The Associated Press reported that Hill won the November 2012 general election with about 77 percent of the vote. Hill had already defeated incumbent Sheriff Kem Kimbrough in the Democratic primary, and his only general-election opposition was a write-in campaign by Chief Deputy Garland Watkins.
That meant Clayton County voters returned an indicted former sheriff to the very office prosecutors accused him of abusing.
After Hill’s election, Georgia officials faced another unusual question: could the governor suspend a sheriff who was indicted before he officially took office again? According to WABE, then-Gov. Nathan Deal declined to appoint a review panel, saying state law did not allow him to suspend Hill because the indictment was returned while Hill was not in office.
In other words, Hill’s timing mattered. Had he been indicted while serving as sheriff, the suspension process may have been different. Because he was indicted as a former sheriff and then elected again, he was able to take office while the criminal case remained pending.
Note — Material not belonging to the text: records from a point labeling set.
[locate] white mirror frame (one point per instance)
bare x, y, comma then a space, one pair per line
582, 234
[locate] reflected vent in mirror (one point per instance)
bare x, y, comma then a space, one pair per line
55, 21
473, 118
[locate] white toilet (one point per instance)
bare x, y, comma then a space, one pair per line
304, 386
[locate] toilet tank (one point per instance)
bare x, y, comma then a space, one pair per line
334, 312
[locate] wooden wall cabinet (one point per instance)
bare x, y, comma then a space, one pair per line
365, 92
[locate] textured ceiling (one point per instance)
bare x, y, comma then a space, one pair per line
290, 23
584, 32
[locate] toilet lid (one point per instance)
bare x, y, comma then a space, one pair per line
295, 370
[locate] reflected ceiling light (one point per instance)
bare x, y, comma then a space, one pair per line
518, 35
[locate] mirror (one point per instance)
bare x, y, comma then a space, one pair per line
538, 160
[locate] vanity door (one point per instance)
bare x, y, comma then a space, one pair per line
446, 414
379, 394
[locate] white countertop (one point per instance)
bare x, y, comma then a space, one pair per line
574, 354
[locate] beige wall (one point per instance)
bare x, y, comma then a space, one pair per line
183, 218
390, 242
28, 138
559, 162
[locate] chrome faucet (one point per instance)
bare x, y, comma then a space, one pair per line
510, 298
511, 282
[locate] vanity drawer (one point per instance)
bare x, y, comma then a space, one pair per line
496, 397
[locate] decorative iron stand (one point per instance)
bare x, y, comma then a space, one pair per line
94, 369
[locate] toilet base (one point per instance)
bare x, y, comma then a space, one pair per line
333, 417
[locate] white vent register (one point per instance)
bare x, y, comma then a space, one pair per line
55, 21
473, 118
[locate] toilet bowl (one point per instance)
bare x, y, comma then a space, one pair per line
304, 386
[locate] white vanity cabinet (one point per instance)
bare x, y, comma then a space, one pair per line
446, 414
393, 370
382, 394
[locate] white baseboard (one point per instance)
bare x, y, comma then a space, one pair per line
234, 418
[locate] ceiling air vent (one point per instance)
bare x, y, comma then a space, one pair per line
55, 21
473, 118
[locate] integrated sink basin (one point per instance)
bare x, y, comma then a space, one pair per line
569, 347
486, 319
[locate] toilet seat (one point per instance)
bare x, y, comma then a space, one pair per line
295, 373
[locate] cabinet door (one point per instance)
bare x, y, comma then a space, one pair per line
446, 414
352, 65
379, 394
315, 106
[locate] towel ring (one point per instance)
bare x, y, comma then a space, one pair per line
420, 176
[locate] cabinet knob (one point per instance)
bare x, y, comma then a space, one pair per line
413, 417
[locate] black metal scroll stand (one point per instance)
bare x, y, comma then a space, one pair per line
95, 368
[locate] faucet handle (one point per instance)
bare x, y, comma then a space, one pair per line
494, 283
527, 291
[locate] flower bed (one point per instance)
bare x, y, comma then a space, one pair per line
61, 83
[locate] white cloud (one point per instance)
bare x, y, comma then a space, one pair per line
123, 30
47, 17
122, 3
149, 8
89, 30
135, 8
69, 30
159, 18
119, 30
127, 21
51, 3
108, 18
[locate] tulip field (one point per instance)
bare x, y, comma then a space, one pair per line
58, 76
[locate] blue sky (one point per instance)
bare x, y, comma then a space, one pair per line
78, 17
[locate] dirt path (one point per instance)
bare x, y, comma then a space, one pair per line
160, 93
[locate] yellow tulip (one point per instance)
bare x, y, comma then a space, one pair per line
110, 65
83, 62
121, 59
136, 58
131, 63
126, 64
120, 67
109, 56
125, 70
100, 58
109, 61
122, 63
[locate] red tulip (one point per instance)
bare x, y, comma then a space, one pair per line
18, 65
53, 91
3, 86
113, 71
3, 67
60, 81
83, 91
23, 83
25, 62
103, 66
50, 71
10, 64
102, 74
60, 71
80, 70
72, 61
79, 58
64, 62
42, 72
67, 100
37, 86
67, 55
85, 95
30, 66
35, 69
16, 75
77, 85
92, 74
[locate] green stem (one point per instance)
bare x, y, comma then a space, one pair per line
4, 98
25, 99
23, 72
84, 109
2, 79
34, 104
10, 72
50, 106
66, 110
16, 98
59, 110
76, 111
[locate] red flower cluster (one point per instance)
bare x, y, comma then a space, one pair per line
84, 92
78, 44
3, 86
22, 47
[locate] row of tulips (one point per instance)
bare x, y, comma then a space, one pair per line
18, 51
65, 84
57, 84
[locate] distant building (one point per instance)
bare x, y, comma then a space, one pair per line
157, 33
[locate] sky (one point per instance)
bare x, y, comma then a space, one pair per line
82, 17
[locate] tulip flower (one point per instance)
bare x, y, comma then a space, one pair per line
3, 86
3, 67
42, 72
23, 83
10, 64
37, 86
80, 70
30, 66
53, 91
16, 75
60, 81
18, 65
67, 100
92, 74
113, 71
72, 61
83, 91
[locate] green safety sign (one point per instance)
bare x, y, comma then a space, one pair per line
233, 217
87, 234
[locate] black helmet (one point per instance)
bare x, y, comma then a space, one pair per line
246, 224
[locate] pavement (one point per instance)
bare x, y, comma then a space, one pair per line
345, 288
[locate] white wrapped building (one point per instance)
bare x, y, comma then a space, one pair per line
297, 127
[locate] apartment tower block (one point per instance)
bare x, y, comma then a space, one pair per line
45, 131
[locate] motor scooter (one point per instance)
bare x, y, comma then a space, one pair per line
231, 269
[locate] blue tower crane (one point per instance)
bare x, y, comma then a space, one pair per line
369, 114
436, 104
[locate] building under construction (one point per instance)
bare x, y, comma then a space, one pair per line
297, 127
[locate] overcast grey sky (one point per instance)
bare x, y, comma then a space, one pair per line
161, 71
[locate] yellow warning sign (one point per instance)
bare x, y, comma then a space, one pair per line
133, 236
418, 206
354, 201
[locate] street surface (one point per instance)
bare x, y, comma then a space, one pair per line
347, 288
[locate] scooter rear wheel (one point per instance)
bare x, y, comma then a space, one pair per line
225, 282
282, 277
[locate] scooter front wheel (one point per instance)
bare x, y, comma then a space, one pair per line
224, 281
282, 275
The 37-count indictment was later narrowed through court rulings and pretrial developments. In May 2013, the Georgia Court of Appeals addressed the state’s attempt to appeal the dismissal of several counts from the indictment. A summary of the decision is available through FindLaw.
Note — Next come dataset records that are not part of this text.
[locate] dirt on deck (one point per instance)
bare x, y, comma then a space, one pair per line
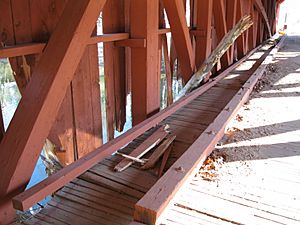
261, 148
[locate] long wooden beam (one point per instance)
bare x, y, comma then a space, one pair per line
38, 192
37, 48
148, 211
181, 37
32, 121
114, 68
231, 7
262, 11
145, 73
203, 23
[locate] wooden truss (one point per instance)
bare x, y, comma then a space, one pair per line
57, 43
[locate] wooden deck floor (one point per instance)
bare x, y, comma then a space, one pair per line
102, 196
267, 147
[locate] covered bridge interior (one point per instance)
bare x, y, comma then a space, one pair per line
100, 81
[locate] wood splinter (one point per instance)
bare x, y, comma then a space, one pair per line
153, 140
159, 151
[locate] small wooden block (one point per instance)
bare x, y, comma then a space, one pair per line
143, 148
159, 151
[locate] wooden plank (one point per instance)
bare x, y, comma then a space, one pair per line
37, 48
44, 94
158, 152
62, 131
164, 190
241, 45
181, 37
43, 23
263, 13
221, 27
21, 49
108, 37
231, 7
169, 77
68, 173
114, 68
86, 103
132, 43
164, 31
204, 20
2, 130
145, 75
143, 148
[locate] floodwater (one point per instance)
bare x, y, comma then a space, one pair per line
10, 97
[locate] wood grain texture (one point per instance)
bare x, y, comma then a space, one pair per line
44, 94
181, 37
145, 75
143, 148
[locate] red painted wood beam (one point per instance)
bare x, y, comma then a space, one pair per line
32, 121
241, 48
221, 27
203, 24
180, 34
37, 48
231, 7
262, 11
149, 211
114, 67
56, 181
145, 75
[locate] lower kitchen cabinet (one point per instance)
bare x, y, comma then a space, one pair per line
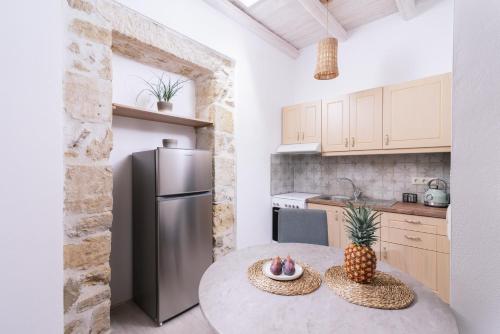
418, 246
419, 263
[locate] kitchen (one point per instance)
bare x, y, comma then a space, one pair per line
251, 166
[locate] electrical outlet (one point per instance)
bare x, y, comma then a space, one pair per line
419, 180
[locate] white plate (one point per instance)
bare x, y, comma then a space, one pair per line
266, 269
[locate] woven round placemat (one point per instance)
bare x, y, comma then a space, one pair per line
384, 292
307, 283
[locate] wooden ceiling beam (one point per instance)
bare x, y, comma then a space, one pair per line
236, 14
318, 12
407, 8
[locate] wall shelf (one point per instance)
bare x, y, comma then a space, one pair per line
148, 115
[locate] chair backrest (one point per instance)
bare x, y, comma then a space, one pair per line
303, 226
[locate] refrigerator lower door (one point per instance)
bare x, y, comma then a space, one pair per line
184, 251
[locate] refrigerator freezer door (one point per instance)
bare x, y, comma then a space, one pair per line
183, 171
184, 251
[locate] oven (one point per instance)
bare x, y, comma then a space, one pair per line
292, 201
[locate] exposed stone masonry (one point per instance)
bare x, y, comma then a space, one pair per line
96, 29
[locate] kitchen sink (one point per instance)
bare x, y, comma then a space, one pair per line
341, 198
370, 202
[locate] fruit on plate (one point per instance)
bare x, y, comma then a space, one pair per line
276, 266
360, 260
289, 266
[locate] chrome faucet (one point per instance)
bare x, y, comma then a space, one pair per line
356, 192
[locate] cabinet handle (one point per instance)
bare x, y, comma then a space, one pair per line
409, 237
416, 222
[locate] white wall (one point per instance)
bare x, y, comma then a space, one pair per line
475, 270
131, 135
31, 168
261, 83
386, 51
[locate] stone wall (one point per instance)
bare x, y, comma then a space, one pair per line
95, 29
378, 176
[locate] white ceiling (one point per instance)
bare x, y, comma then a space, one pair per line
294, 24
Hill’s state corruption case ultimately ended without a conviction. In August 2013, the Associated Press reported that jurors acquitted him of 27 felony charges, including theft-related and false-statement counts. The acquittal allowed Hill to continue his law-enforcement career.
But Hill’s later career would bring another, separate criminal case — and this time, a conviction.
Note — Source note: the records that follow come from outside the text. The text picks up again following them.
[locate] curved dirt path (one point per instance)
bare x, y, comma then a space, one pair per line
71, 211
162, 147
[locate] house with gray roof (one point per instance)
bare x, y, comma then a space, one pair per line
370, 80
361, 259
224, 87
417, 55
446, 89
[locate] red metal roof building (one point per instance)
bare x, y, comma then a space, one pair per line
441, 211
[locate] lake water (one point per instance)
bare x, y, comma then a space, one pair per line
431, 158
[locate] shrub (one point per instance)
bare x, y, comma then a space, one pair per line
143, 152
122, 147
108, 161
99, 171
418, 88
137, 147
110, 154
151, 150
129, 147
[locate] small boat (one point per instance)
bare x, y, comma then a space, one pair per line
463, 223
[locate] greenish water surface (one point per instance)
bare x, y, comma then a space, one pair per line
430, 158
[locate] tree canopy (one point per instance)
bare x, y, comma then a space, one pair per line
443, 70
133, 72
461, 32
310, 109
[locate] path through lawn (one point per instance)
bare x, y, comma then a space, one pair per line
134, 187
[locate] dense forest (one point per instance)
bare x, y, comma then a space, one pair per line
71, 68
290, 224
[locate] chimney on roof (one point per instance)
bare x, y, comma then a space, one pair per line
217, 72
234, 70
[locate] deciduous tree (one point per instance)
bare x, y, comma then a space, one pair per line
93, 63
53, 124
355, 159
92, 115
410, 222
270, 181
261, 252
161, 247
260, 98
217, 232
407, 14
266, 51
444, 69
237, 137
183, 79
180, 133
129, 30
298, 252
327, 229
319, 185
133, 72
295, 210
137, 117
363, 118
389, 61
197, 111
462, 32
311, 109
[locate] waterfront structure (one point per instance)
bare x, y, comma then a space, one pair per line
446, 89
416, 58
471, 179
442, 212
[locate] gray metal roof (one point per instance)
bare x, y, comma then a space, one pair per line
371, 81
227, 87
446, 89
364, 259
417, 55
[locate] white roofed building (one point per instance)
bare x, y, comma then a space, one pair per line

In 2021, the U.S. Department of Justice announced that Hill had been indicted on federal civil-rights charges involving the use of restraint chairs at the Clayton County Jail. Federal prosecutors alleged that Hill ordered pretrial detainees strapped into restraint chairs for hours without legal justification. The DOJ’s announcement is available here.
Hill was later convicted in federal court. In March 2023, the Department of Justice announced that the former sheriff had been sentenced to 18 months in federal prison for violating the civil rights of six pretrial detainees. The sentence also included six years of supervised release, 100 hours of community service, and a restriction barring him from working in law enforcement or serving as a law-enforcement consultant.
In 2024, the U.S. Court of Appeals for the Eleventh Circuit affirmed Hill’s federal conviction. The court’s opinion, available through Justia, rejected Hill’s appeal and upheld the jury’s verdict.
The 2012 election remains one of the most striking examples of the gap between criminal allegations and political accountability. Hill was not convicted in the 2012 state corruption case, and the presumption of innocence applied then as it does in every criminal case. But the fact remains that Clayton County voters knowingly returned him to power while he was under a major felony indictment.
For critics of law-enforcement misconduct, the Victor Hill case raises a larger question: what does accountability mean when voters, political structures, and legal timelines allow an indicted law-enforcement official to regain control of the very office at the center of the allegations?